Gerard A. Gallagher III, E&E’s president, was named as Strobel’s successor as CEO.
Strobel said his appointment in August 2013 as E&E’s CEO was intended to be a transitional appointment as three of the company’s four co-founders reasserted control over the business they started more than 40 years earlier. “After much thought, I am convinced that now is the time for me,” Strobel said in a letter to the company’s board of directors.
Strobel, who will continue to serve on E&E’s board of directors, oversaw a major overhaul of E&E following the ouster of Kevin S. Neumaier, son of co-founder Gerhard J. Neumaier, as the company’s top executive.
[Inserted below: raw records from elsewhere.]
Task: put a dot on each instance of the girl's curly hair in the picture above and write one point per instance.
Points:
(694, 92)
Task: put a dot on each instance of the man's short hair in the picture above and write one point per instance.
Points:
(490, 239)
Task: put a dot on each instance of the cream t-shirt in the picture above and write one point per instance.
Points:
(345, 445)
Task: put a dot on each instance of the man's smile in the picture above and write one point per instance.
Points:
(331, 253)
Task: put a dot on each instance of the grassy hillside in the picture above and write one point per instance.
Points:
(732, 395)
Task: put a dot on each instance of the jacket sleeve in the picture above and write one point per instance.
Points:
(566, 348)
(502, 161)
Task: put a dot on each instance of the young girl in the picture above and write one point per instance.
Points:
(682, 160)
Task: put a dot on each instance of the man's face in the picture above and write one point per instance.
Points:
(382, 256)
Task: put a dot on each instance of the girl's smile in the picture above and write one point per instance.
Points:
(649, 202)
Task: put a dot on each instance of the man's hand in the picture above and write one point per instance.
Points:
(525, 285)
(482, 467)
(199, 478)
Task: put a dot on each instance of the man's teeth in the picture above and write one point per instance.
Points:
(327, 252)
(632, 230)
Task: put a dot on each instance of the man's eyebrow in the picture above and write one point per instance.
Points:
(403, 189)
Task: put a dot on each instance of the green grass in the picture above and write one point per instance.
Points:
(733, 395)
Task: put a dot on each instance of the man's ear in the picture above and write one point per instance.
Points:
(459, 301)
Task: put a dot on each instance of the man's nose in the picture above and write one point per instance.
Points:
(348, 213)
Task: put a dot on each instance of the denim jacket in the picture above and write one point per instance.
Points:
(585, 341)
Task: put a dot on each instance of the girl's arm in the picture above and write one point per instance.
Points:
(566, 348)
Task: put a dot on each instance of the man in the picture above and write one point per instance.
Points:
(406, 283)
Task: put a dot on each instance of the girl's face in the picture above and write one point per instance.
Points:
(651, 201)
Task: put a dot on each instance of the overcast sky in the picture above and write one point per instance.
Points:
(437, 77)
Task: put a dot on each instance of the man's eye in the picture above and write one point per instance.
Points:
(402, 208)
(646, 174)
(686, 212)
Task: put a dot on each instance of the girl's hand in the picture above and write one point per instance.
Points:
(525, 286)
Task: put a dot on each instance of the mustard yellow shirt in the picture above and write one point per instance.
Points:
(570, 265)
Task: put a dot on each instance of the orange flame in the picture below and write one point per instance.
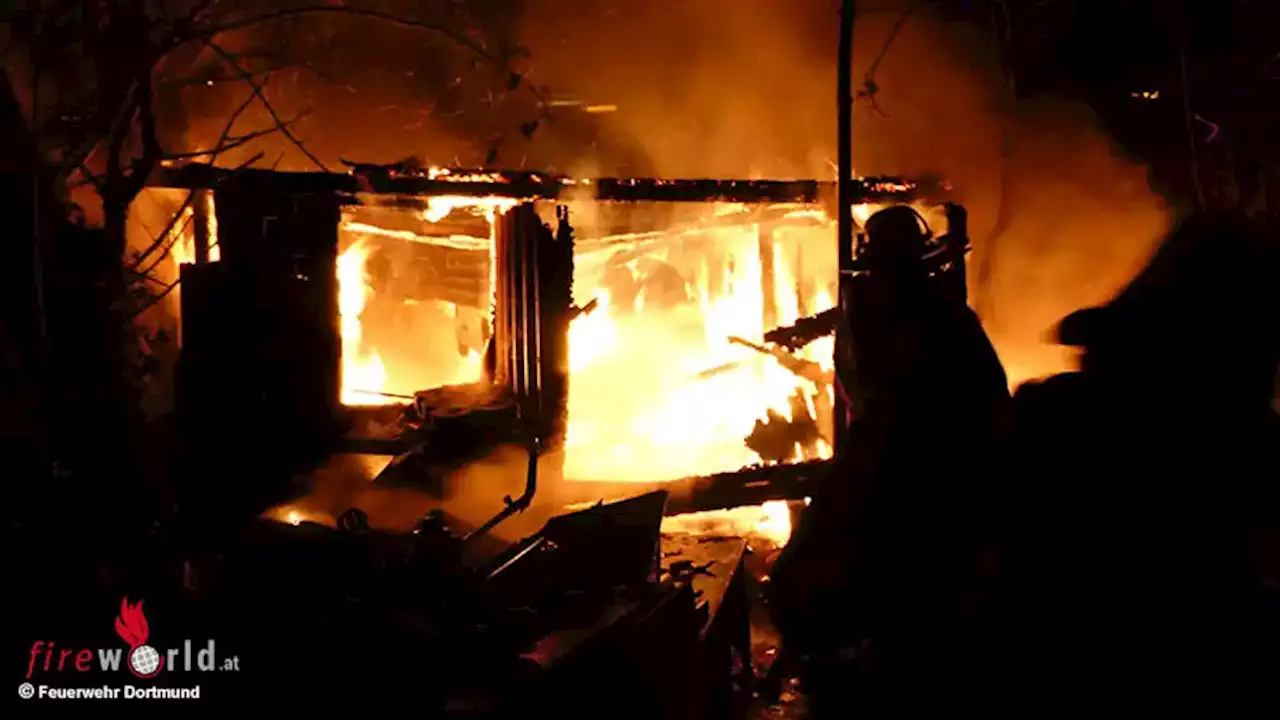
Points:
(131, 624)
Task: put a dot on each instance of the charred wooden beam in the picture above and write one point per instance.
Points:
(534, 186)
(722, 491)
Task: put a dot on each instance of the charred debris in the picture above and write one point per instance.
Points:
(595, 606)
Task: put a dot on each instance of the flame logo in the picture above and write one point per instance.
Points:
(131, 624)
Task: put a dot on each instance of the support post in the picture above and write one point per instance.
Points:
(844, 192)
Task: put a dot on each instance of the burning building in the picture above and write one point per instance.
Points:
(380, 310)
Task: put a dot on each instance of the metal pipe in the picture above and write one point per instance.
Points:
(844, 188)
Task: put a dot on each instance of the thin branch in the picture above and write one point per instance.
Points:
(869, 87)
(172, 236)
(222, 139)
(261, 96)
(179, 213)
(209, 33)
(124, 112)
(233, 142)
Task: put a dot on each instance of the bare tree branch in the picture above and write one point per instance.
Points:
(209, 33)
(178, 214)
(222, 139)
(261, 96)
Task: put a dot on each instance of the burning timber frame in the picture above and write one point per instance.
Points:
(275, 283)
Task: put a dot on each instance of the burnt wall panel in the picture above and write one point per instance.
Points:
(259, 374)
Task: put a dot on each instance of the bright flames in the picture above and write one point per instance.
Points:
(661, 392)
(657, 390)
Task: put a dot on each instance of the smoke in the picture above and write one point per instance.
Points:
(748, 89)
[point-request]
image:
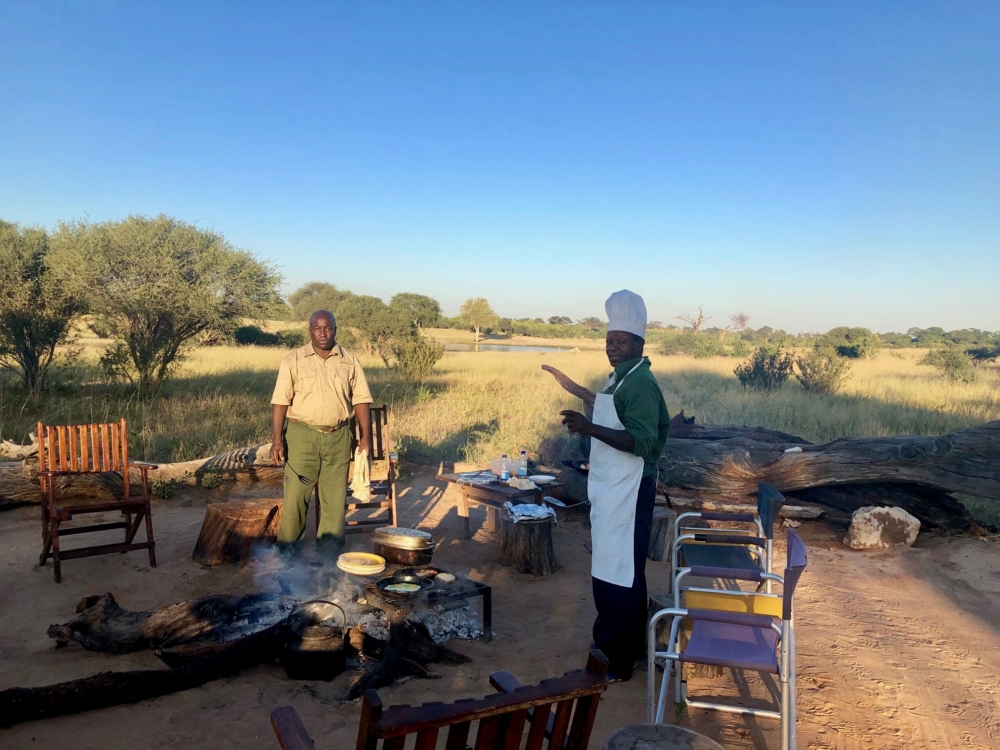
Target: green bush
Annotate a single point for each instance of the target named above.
(767, 369)
(293, 337)
(823, 370)
(254, 336)
(953, 363)
(415, 358)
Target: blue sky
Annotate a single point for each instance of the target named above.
(810, 164)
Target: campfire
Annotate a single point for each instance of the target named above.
(321, 623)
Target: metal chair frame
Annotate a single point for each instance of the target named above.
(785, 632)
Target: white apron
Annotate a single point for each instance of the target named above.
(613, 487)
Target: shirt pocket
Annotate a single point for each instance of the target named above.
(306, 385)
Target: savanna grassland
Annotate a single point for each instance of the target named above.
(476, 405)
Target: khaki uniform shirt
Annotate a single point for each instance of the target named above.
(320, 392)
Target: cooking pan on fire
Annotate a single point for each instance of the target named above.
(404, 584)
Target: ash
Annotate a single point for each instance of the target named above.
(443, 625)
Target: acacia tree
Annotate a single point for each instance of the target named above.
(422, 311)
(316, 295)
(477, 314)
(37, 312)
(157, 283)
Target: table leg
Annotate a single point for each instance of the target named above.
(464, 532)
(487, 615)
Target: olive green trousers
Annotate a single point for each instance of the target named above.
(313, 457)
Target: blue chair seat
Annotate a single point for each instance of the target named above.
(719, 556)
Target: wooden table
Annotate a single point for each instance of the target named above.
(493, 496)
(659, 737)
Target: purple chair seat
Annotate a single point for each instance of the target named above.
(738, 646)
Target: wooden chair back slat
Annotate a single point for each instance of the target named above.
(560, 726)
(486, 736)
(583, 722)
(458, 736)
(426, 739)
(539, 723)
(513, 729)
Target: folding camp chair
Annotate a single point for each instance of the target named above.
(739, 549)
(732, 639)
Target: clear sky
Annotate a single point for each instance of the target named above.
(811, 164)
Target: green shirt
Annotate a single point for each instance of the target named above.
(641, 408)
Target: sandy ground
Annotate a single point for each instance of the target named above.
(895, 649)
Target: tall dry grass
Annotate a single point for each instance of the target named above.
(478, 405)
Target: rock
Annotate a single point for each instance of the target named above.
(876, 528)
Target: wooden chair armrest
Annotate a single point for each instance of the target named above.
(291, 732)
(504, 682)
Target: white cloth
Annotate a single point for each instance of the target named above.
(613, 488)
(626, 312)
(361, 484)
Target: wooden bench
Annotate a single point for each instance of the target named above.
(560, 710)
(73, 450)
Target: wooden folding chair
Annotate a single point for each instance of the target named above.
(75, 450)
(561, 710)
(383, 490)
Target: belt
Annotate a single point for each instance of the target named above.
(327, 429)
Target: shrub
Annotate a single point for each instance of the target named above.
(705, 347)
(823, 370)
(953, 363)
(767, 369)
(293, 337)
(415, 358)
(254, 336)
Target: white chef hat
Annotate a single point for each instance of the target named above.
(626, 312)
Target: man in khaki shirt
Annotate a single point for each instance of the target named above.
(320, 388)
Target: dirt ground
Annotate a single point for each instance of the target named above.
(895, 649)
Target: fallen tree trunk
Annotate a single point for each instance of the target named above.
(967, 461)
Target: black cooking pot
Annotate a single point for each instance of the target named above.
(316, 650)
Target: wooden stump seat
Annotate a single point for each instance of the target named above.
(232, 529)
(526, 546)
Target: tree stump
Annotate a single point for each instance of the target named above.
(231, 530)
(659, 737)
(527, 546)
(662, 534)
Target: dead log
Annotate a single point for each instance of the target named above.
(232, 530)
(967, 461)
(662, 533)
(115, 688)
(102, 625)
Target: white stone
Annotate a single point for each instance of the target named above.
(877, 528)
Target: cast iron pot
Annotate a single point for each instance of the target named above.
(400, 556)
(316, 649)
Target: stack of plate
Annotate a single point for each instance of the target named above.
(361, 563)
(403, 538)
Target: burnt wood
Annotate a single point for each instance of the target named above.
(501, 717)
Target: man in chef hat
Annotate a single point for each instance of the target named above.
(627, 434)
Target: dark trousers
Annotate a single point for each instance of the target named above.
(620, 628)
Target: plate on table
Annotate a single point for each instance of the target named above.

Under Strobel, E&E slashed its workforce by more than 25 percent, revamped its management in a painful shake-up among the founding partners, and pulled out of markets in developing countries where its customers often didn’t pay their bills. E&E, which has about 200 employees at its Lancaster office and nearly 1,000 worldwide, has been revamping its business after it was battered by failed excursions into the Chinese markets and a bloated cost structure, leading to losses during each of the past two fiscal years as its sales dropped by 24 percent over a three-year period.
The restructuring has showed signs of paying off. E&E’s profits more than doubled during its first quarter. The profit was E&E’s first in three quarters as the savings from the company’s cost reduction efforts outpaced a 4 percent decline in its revenues.
Gallagher, a 34-year E&E veteran who was named a senior vice president in 2008 after spending most of his career in the company’s regional operations in the United States and abroad, took over as E&E’s president in January 2014.
E&E was founded more than 40 years ago by Frank B. Silvestro, 78, and three partners, including Strobel, 74. Despite the improvement during the first quarter, Silvestro, E&E’s chairman, told the company’s shareholders in January that he believes that E&E remains at a crossroads, needing to be about twice as big as it currently is, with somewhere around $250 million to $300 million in annual sales.
One option for E&E is to grow by making acquisitions, either small add-on deals to move into new markets, or larger transactions, maybe in the $50 million range, that would quickly bulk up E&E’s revenue base, Silvestro told shareholders. The company also was approached last year about being acquired by two European companies and two U.S. firms, though none of the contacts led to a deal.